Cette méthode présente l’avantage de concentrer l’effort de calcul sur les zones qui le nécessitent. Toutefois, elle est majoritairement réservée aux cas pour lesquels le détail local a peu ou pas d’influence à l’échelle globale sur le reste de la structure. En effet, comme leur nom l’indique, les méthodes descendantes ne permettent pas de faire remonter l’information locale à l’échelle supérieure. Cependant, dans certaines situations pratiques, la zone d’intérêt ne peut avoir qu’une faible influence sur l’échelle globale. C’est la raison pour laquelle cette méthode reste aujourd’hui très utilisée compte tenu de son rapport précision / coût de calcul.

Méthodes de couplage fort

Dans le cas où l’influence du modèle local s’étend au delà de son domaine de définition, on comprend aisément que les méthodes de couplage faible vont produire une solution plus ou moins erronée selon la situation [Cresta, 2008 ; Gendre, 2009]. Aussi, le seul moyen de construire une solution couplée exacte est de faire remonter l’information issue de la résolution du problème local au niveau global. C’est le principe des méthodes de couplage fort.

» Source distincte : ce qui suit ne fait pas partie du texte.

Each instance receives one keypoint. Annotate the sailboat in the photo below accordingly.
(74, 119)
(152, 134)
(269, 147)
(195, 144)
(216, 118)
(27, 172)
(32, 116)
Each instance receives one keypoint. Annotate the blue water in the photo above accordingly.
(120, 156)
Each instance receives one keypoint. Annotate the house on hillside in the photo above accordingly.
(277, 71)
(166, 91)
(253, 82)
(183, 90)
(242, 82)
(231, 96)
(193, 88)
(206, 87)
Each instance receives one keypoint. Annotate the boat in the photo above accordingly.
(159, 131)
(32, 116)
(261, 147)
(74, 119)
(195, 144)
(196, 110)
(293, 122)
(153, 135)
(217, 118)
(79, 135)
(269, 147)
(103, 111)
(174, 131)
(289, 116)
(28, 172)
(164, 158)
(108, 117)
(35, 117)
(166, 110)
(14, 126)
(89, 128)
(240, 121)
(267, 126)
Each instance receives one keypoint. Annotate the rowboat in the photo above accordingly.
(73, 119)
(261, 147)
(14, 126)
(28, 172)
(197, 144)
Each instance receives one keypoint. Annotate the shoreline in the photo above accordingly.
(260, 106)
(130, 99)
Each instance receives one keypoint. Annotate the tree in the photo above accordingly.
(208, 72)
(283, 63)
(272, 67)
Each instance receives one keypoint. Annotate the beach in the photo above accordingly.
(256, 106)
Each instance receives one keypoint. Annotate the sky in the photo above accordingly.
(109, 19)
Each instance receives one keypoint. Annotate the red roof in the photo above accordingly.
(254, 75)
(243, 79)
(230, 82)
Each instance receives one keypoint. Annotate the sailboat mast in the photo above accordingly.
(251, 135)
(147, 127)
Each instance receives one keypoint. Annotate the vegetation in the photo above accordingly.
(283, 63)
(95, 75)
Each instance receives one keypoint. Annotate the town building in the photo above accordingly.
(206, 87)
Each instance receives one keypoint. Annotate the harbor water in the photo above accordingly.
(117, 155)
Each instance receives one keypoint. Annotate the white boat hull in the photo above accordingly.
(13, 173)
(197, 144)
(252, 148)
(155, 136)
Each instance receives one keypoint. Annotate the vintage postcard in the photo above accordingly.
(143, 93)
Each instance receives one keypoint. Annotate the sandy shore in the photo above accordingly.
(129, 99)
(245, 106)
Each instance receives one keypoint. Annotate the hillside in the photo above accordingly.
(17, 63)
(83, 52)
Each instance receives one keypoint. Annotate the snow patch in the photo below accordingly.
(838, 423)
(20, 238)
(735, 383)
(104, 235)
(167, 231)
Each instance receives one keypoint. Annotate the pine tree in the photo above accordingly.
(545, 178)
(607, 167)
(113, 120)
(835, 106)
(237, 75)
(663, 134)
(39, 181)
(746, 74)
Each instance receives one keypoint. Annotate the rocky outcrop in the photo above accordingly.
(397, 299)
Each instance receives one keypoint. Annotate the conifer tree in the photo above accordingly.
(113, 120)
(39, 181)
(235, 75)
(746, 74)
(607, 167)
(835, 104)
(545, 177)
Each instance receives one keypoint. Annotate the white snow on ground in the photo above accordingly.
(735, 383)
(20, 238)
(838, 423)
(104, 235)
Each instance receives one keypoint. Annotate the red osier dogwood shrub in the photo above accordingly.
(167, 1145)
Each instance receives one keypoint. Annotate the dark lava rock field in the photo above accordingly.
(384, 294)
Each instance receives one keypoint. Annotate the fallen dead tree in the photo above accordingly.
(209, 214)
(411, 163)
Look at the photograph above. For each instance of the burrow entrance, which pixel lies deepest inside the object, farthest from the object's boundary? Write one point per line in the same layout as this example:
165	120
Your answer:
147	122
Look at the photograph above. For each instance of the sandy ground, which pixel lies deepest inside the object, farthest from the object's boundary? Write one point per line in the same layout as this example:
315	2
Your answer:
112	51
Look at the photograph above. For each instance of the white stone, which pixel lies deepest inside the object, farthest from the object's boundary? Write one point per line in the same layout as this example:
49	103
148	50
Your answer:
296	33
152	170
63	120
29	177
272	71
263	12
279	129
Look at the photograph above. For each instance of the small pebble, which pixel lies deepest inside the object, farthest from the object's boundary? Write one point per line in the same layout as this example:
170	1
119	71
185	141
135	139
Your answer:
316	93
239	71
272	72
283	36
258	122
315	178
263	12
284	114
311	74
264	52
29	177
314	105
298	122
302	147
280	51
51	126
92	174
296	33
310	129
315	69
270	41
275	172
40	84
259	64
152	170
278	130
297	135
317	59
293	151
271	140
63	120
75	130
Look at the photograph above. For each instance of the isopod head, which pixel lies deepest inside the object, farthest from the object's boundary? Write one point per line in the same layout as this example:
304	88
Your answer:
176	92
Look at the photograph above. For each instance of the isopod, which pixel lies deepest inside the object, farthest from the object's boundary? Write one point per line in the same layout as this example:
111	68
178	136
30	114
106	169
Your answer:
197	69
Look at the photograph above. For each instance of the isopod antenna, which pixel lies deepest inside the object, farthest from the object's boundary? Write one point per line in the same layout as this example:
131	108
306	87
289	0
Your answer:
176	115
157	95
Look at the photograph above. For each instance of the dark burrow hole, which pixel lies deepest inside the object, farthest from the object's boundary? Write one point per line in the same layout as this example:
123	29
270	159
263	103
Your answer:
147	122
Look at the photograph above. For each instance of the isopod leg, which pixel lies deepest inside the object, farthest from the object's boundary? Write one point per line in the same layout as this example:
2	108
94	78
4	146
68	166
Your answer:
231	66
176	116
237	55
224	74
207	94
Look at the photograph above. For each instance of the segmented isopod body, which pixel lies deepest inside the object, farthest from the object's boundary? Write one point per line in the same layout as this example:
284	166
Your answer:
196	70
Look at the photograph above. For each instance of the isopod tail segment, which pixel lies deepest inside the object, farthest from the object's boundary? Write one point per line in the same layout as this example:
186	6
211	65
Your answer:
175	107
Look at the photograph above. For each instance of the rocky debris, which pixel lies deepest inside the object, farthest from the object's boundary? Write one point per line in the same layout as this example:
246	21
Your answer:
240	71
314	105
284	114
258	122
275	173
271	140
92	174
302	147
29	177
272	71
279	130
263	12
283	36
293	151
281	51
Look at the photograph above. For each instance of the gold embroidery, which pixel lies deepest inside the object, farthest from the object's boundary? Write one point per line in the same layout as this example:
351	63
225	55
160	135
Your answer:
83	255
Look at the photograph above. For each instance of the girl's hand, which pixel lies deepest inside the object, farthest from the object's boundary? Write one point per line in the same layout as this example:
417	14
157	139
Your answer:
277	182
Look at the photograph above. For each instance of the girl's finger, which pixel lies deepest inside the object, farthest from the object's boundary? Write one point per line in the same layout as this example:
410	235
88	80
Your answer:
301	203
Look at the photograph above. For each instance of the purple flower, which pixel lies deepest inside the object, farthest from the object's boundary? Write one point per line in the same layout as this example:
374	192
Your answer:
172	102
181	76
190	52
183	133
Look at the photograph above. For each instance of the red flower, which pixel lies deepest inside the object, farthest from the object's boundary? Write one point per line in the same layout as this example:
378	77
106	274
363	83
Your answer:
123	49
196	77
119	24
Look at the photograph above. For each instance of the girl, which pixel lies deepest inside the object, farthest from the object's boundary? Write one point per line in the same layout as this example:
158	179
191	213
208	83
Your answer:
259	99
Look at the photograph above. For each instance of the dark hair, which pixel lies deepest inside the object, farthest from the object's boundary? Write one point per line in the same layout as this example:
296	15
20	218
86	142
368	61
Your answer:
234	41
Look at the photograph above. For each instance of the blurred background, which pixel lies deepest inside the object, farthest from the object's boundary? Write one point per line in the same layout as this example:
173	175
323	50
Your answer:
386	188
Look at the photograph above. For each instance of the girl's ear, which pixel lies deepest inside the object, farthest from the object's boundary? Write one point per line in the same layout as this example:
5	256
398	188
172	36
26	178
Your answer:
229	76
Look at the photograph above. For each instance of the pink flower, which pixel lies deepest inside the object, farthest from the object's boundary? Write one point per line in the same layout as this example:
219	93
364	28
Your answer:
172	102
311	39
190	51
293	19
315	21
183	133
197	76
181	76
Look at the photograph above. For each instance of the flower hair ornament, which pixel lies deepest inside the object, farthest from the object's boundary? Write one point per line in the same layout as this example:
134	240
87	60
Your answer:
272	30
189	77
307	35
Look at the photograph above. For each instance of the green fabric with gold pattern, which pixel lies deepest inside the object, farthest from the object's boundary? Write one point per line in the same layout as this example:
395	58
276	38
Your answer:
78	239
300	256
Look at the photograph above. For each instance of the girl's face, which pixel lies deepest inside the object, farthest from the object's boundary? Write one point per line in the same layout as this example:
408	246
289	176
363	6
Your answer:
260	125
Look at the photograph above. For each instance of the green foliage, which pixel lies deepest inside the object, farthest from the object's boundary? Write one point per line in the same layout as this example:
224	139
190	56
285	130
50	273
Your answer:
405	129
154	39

Méthodes directes de couplage
Ces méthodes tirent leur nom du fait que la prise en compte du couplage entre deux modèles se fait par le biais d’un calcul direct, i.e. sans faire appel à des procédés itératifs. On peut les classer en deux catégories principales :
— les méthodes de réanalyse structurale,
— les méthodes de condensation statique.

Le principe de la réanalyse structurale est de calculer la réponse d’une structure après une modification (souvent localisée) à partir de la connaissance de la réponse avant modification. La plupart du temps, la procédure consiste à évaluer la réponse du système initial sous différentes sollicitations élémentaires (au nombre de m par exemple) représentatives de la modification apportée à la structure. Cela revient ensuite à corriger l’opérateur de raideur initial par une matrice de rang m. Cette correction peut alors s’effectuer de manière non-intrusive vis-à-vis de l’opérateur au travers des formules de Sherman-Morrison et de Woodbury [Akgün et al., 2001].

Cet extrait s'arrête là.